Corn, Plain and Simple

Talk about a photogenic food. I bought a couple ears of corn (why do they call them "ears?") at the grocery store and had never cooked them fresh before. I usually purchase the frozen half ears, and then steam them. Fresh corn on the cob is in season in the USA from May to September so I thought I would try my hand at this lovely vegetable.

I found this great tid bit about How To Buy Fresh Corn from the Reluctant Gourmet:

The most important thing to remember when buying fresh corn on the cob is that it starts converting sweet tasting sugars to starches immediately after it is picked. So ideally you want to buy it, cook it and consume it the same day it is picked or as close to then as possible. I have read that sweet corn has an 80:20 sugar-starch ratio when harvested but within 3 days that ratio will shift to 20:80. That's the difference between really sweet-tender corn and mealy tough corn.

When buying, pick up each ear and look for ears that feel full and plumb in your hand. Take a look at the silk sticking out at the top, it should be golden pale, slightly sticky, and the more the merrier.

Even though it's sometimes messy and gets all over you when shucking, the more silk, the more kernels of corn. You also want the husks to have a good green color - not brown. Even though most stores don't appreciate your doing this, try popping one of the kernels with your thumbnail. If the juice from the kernel is milky, the fresher the corn. And don't buy corn that has been sitting out in the sun all day. The sun and heat will speed up that conversion of sugar to starch.

Look at the bottom of the ear of corn where it has been broken off at the stalk. If it has already turned brown, it most likely is at least 2 days old.

If you are not going to cook and eat your fresh corn that day, store it in the refrigerator with the husks left on. Cooling it will help slow down the sugar - starch transformation. You may also want to remove the long stem and outer most big leaves to prevent loss of moisture. Will it last more than a day? Sure it will but as the clock ticks, so does the sugar/starch ratio.

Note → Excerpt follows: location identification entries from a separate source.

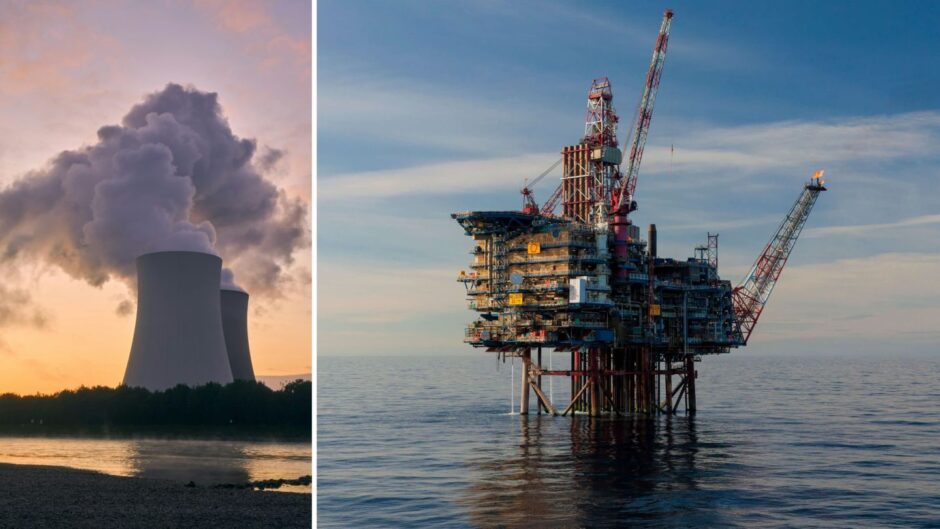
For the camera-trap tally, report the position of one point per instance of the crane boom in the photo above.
(644, 114)
(549, 207)
(751, 296)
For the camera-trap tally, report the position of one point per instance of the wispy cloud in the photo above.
(439, 178)
(726, 154)
(881, 297)
(867, 229)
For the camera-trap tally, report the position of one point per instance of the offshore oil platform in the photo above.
(585, 282)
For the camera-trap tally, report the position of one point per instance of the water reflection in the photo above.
(201, 462)
(204, 462)
(588, 472)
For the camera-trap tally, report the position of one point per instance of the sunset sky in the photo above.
(427, 108)
(69, 68)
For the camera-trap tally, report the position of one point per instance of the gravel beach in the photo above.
(43, 496)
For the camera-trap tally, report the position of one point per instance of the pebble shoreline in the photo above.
(45, 496)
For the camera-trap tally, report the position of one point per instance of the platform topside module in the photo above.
(585, 282)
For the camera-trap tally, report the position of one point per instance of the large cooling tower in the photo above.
(179, 337)
(235, 326)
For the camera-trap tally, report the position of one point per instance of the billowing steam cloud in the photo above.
(171, 176)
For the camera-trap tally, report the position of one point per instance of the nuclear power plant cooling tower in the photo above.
(178, 338)
(235, 326)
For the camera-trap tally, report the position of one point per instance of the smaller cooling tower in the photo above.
(235, 326)
(178, 338)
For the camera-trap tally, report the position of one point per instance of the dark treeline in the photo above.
(237, 409)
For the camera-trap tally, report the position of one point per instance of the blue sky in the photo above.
(425, 108)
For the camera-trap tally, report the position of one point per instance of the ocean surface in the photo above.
(203, 462)
(776, 442)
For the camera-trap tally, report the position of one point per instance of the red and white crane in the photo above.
(624, 202)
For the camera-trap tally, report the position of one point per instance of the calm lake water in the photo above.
(777, 442)
(204, 462)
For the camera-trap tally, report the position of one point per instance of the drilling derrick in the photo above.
(629, 323)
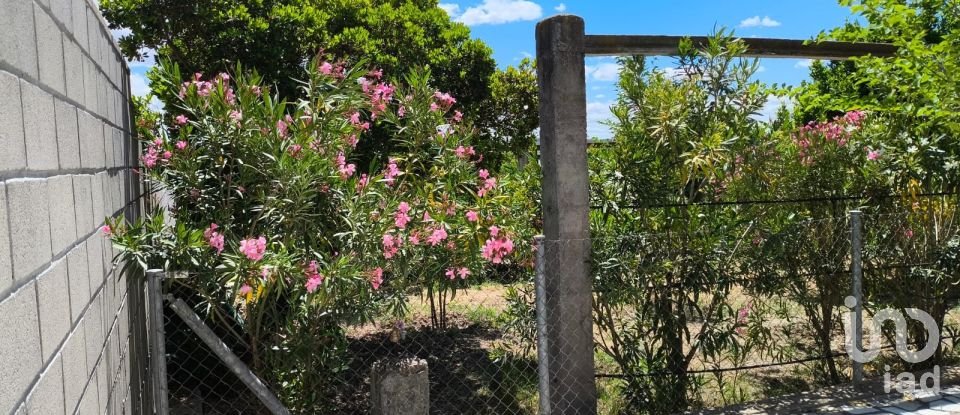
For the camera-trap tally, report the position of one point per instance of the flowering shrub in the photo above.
(275, 220)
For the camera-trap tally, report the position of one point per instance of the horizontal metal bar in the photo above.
(616, 45)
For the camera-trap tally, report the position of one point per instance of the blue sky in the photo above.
(508, 27)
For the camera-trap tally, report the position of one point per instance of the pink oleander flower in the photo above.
(392, 172)
(496, 247)
(254, 248)
(437, 236)
(400, 217)
(314, 277)
(150, 158)
(376, 278)
(443, 99)
(345, 170)
(391, 245)
(363, 182)
(326, 68)
(214, 238)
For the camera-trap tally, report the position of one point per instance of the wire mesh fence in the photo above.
(684, 318)
(472, 340)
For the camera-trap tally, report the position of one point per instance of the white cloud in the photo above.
(770, 108)
(597, 113)
(757, 21)
(501, 11)
(452, 9)
(604, 72)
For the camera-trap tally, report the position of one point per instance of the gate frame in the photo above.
(567, 371)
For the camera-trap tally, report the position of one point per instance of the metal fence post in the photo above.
(563, 154)
(856, 266)
(158, 354)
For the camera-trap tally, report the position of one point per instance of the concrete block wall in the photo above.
(66, 158)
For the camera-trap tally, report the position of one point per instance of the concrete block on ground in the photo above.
(63, 217)
(54, 296)
(91, 141)
(73, 61)
(14, 154)
(18, 45)
(400, 387)
(49, 51)
(20, 356)
(47, 396)
(68, 136)
(79, 275)
(6, 267)
(83, 196)
(74, 368)
(40, 128)
(29, 226)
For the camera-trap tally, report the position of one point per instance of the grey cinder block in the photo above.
(29, 226)
(14, 156)
(40, 128)
(83, 197)
(50, 51)
(73, 61)
(95, 262)
(63, 218)
(68, 136)
(74, 368)
(54, 296)
(93, 332)
(47, 396)
(79, 10)
(99, 208)
(62, 11)
(91, 141)
(18, 45)
(6, 268)
(20, 356)
(79, 275)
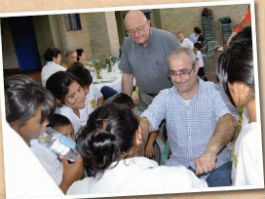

So I logged onto and searched for corn and found someone out there who suggest to boil them whole, without taking the husks off. That sounded easy enough. So I brought a big pot of salted water to boil and threw in my two ears of corn.
Popped the lid on and let it cook for another 10 minutes.
When I removed the corn, it was beautiful! The silk and husks were falling off.
I just loved the color of the kernels here.

My addition to this vegetable side that sent it over the top was to mix a tablespoon of Parmesan cheese with a little bit of butter, salt, pepper, onion powder and garlic powder, and pop in the microwave. It melted into this really flavorful paste.
I slathered the flavorful cheese mixture over the hot corn before serving.

Um, yes...this was amazing.

Jim and I both enjoyed these very much.


  1. Great tips on picking the corn! I never knew that about the sugar/starch ratio. that parm/butter mixture is mouth watering:)

  2. That corn is beautiful, and that topping sounds scrumptious!